Les Editions Rue Ambroise viennent de publier « Les Meilleures Nouvelles de Léonid Andreïev », un recueil renfermant onze de ses soixante-dix nouvelles. Celui-ci bénéficie de traductions nouvelles (comme toute la collection des Editions Rue Ambroise), d’une préface de Serge Rolet, ainsi que de riches notices relatives à chaque texte (date de parution, contexte, thèmes abordés et place dans son œuvre). Peu connu en France, Léonid Andreïev est pourtant, après Anton Tchekhov, un des initiateurs de la nouvelle contemporaine.

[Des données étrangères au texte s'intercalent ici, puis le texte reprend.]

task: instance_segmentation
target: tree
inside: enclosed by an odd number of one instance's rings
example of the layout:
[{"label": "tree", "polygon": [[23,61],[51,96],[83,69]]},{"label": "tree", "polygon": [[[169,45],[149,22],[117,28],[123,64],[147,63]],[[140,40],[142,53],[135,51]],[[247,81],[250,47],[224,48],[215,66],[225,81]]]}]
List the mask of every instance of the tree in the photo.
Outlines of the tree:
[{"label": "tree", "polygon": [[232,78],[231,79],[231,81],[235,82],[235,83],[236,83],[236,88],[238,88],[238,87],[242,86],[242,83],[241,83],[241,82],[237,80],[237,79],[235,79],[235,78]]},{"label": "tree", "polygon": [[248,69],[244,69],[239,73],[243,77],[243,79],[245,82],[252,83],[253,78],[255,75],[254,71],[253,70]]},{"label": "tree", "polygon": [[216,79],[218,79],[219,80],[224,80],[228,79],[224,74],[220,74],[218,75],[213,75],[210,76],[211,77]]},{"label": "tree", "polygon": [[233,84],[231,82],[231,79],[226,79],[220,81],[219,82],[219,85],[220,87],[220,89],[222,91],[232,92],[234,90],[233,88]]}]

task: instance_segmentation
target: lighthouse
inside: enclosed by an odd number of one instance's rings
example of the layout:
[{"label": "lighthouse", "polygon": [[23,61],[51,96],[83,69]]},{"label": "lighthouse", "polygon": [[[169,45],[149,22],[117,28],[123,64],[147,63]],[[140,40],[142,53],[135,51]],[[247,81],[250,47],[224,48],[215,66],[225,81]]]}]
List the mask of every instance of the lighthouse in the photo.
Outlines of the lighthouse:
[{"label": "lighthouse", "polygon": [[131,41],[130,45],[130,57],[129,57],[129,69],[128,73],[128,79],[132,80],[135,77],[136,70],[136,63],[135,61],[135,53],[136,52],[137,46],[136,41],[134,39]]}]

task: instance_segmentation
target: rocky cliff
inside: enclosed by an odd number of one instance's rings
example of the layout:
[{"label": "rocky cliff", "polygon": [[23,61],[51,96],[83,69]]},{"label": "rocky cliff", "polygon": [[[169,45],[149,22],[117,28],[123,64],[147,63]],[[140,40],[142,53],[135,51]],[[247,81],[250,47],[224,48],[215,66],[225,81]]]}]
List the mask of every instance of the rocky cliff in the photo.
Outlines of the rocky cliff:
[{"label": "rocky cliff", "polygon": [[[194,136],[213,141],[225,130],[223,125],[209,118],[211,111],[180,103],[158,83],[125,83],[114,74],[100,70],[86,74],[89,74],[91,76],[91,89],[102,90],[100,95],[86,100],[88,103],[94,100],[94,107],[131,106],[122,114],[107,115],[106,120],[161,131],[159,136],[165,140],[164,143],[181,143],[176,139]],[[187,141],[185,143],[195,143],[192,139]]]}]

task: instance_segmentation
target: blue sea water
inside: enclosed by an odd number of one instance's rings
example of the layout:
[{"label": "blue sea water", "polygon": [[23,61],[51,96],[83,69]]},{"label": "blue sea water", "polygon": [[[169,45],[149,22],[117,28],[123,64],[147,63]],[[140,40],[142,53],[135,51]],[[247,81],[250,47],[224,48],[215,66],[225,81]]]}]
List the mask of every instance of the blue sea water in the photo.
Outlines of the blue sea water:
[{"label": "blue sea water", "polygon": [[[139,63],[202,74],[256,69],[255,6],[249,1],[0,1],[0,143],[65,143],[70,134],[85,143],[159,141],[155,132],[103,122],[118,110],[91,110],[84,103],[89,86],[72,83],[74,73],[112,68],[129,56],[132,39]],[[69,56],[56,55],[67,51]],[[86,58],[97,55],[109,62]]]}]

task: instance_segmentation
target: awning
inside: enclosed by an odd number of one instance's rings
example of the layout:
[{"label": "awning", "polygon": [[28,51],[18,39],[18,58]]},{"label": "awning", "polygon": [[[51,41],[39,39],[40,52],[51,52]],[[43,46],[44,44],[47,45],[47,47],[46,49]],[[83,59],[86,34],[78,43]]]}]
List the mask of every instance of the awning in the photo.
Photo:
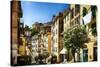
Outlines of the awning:
[{"label": "awning", "polygon": [[84,16],[82,19],[80,19],[80,24],[82,25],[83,22],[84,24],[88,24],[91,22],[92,19],[92,12],[89,12],[86,16]]},{"label": "awning", "polygon": [[60,54],[66,54],[67,50],[65,48],[63,48],[61,51],[60,51]]}]

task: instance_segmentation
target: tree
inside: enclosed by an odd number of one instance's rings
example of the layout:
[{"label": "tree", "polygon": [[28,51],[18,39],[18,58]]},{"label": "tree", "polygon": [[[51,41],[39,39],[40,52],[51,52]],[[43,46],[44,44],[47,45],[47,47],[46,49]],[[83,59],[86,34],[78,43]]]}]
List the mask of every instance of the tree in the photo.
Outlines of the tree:
[{"label": "tree", "polygon": [[34,36],[35,34],[38,33],[38,31],[35,28],[30,29],[30,31],[31,31],[31,36]]},{"label": "tree", "polygon": [[[68,54],[71,49],[75,61],[75,52],[78,50],[80,53],[80,48],[83,48],[84,43],[87,42],[88,36],[86,33],[85,26],[76,25],[66,30],[64,33],[64,45],[68,50]],[[68,55],[69,56],[69,55]],[[69,57],[68,57],[69,59]]]}]

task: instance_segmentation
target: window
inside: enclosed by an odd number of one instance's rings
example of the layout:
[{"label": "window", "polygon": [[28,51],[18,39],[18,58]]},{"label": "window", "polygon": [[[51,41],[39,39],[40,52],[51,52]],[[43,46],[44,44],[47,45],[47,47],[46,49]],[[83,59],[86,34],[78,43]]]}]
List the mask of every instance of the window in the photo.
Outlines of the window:
[{"label": "window", "polygon": [[74,18],[74,8],[71,10],[71,19]]},{"label": "window", "polygon": [[57,38],[56,38],[56,43],[57,43]]},{"label": "window", "polygon": [[97,10],[97,7],[96,6],[91,6],[91,11],[92,11],[92,17],[96,17],[96,10]]},{"label": "window", "polygon": [[80,5],[75,5],[75,15],[80,12]]},{"label": "window", "polygon": [[22,38],[19,38],[19,45],[23,45],[23,41],[22,41]]},{"label": "window", "polygon": [[87,9],[83,7],[83,17],[88,13]]},{"label": "window", "polygon": [[56,29],[56,34],[57,34],[57,29]]}]

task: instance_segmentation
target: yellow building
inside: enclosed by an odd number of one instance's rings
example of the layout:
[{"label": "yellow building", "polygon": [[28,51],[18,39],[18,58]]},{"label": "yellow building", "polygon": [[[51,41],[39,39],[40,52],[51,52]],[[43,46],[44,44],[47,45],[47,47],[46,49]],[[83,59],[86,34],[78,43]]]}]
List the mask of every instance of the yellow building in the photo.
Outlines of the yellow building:
[{"label": "yellow building", "polygon": [[[80,51],[80,61],[93,61],[97,58],[96,15],[96,6],[90,5],[71,4],[70,9],[64,12],[64,32],[77,24],[86,26],[89,41]],[[93,30],[95,35],[92,34]],[[86,56],[83,56],[83,54],[86,54]]]},{"label": "yellow building", "polygon": [[20,37],[19,39],[19,49],[18,49],[19,56],[25,56],[26,55],[26,39],[25,37]]},{"label": "yellow building", "polygon": [[22,17],[21,2],[18,0],[11,1],[11,65],[17,64],[18,55],[18,38],[19,23]]},{"label": "yellow building", "polygon": [[57,62],[60,62],[60,51],[63,49],[63,13],[53,17],[51,27],[52,36],[52,54],[57,56]]}]

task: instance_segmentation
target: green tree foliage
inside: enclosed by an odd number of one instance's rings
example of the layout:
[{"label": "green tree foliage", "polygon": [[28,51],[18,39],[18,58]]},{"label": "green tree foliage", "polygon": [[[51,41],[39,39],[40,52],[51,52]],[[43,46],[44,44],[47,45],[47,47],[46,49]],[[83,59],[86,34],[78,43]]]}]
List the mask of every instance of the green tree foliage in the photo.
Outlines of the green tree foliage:
[{"label": "green tree foliage", "polygon": [[64,35],[64,45],[68,51],[72,49],[73,55],[76,49],[83,48],[84,43],[88,39],[85,26],[81,25],[76,25],[67,29]]},{"label": "green tree foliage", "polygon": [[30,31],[31,31],[31,36],[34,36],[38,33],[38,31],[35,28],[30,29]]}]

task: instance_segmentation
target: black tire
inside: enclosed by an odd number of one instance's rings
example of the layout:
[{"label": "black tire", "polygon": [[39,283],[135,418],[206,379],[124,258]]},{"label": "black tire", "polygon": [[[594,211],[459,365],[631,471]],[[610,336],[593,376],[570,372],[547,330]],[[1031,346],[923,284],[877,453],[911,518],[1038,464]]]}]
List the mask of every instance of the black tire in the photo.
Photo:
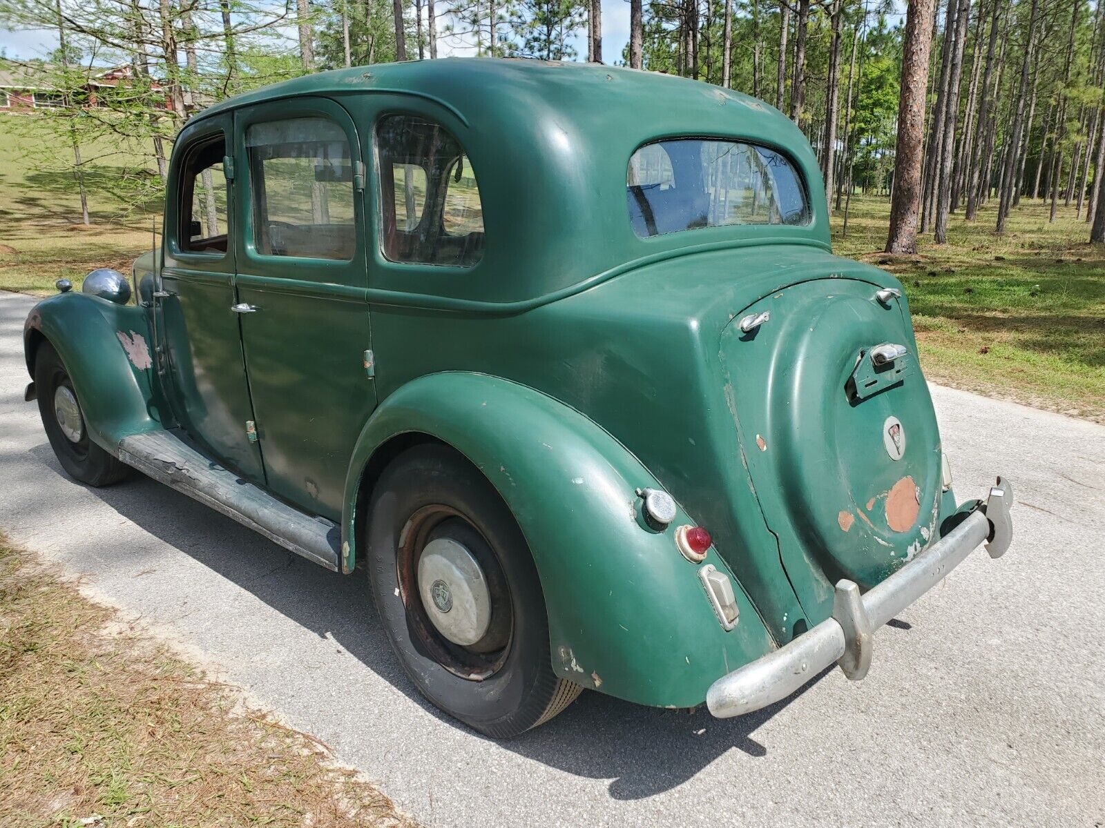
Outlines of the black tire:
[{"label": "black tire", "polygon": [[[435,707],[507,739],[579,696],[579,684],[552,671],[545,598],[522,530],[463,455],[435,444],[392,460],[372,491],[366,534],[380,619],[407,675]],[[425,544],[443,537],[471,552],[492,598],[487,631],[467,647],[434,626],[412,575]]]},{"label": "black tire", "polygon": [[[42,426],[46,431],[50,446],[57,456],[57,461],[70,477],[88,486],[110,486],[118,482],[130,473],[130,467],[119,463],[103,448],[88,438],[88,428],[84,423],[84,412],[76,391],[70,380],[65,363],[50,342],[39,346],[34,358],[34,389],[39,401],[39,414]],[[80,432],[78,439],[66,436],[59,422],[55,410],[55,399],[59,389],[67,390],[67,394],[76,405],[75,425]],[[66,393],[63,391],[63,393]],[[74,424],[66,423],[70,433],[74,433]]]}]

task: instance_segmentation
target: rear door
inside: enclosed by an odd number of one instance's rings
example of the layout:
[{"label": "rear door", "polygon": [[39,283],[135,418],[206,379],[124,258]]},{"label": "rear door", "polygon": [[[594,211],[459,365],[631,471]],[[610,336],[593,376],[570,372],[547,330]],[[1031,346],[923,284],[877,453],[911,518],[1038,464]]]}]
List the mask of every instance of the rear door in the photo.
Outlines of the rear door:
[{"label": "rear door", "polygon": [[220,463],[255,482],[261,454],[234,298],[236,227],[231,169],[224,159],[231,116],[186,128],[172,153],[165,214],[164,295],[157,298],[158,347],[178,421]]},{"label": "rear door", "polygon": [[309,97],[239,110],[235,135],[236,300],[269,488],[336,520],[376,406],[360,138]]}]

Mis à l’index en tant qu’ennemi de la Révolution en 1918, l’auteur entend s’affranchir des conventions du genre, qui présente une anecdote dont la morale se doit d’être relativement acceptable, en s’orientant vers des chemins plus métaphysiques. Il entend écrire des histoires « coup de poing », plutôt que des textes plus convenus, reproduisant les valeurs et le cadre de vie des « petits-bourgeois » . Ses histoires peignent l’individu aux prises avec leurs fragilités, leur sexualité, leurs angoisses face à la barbarie. La guerre est décrite comme un cauchemar (Le Rire Rouge), avec un réalisme glaçant. Dans une autre nouvelle (L’Abîme), la promenade de deux jeunes gens amoureux dégénère suite à leur agression par des ivrognes.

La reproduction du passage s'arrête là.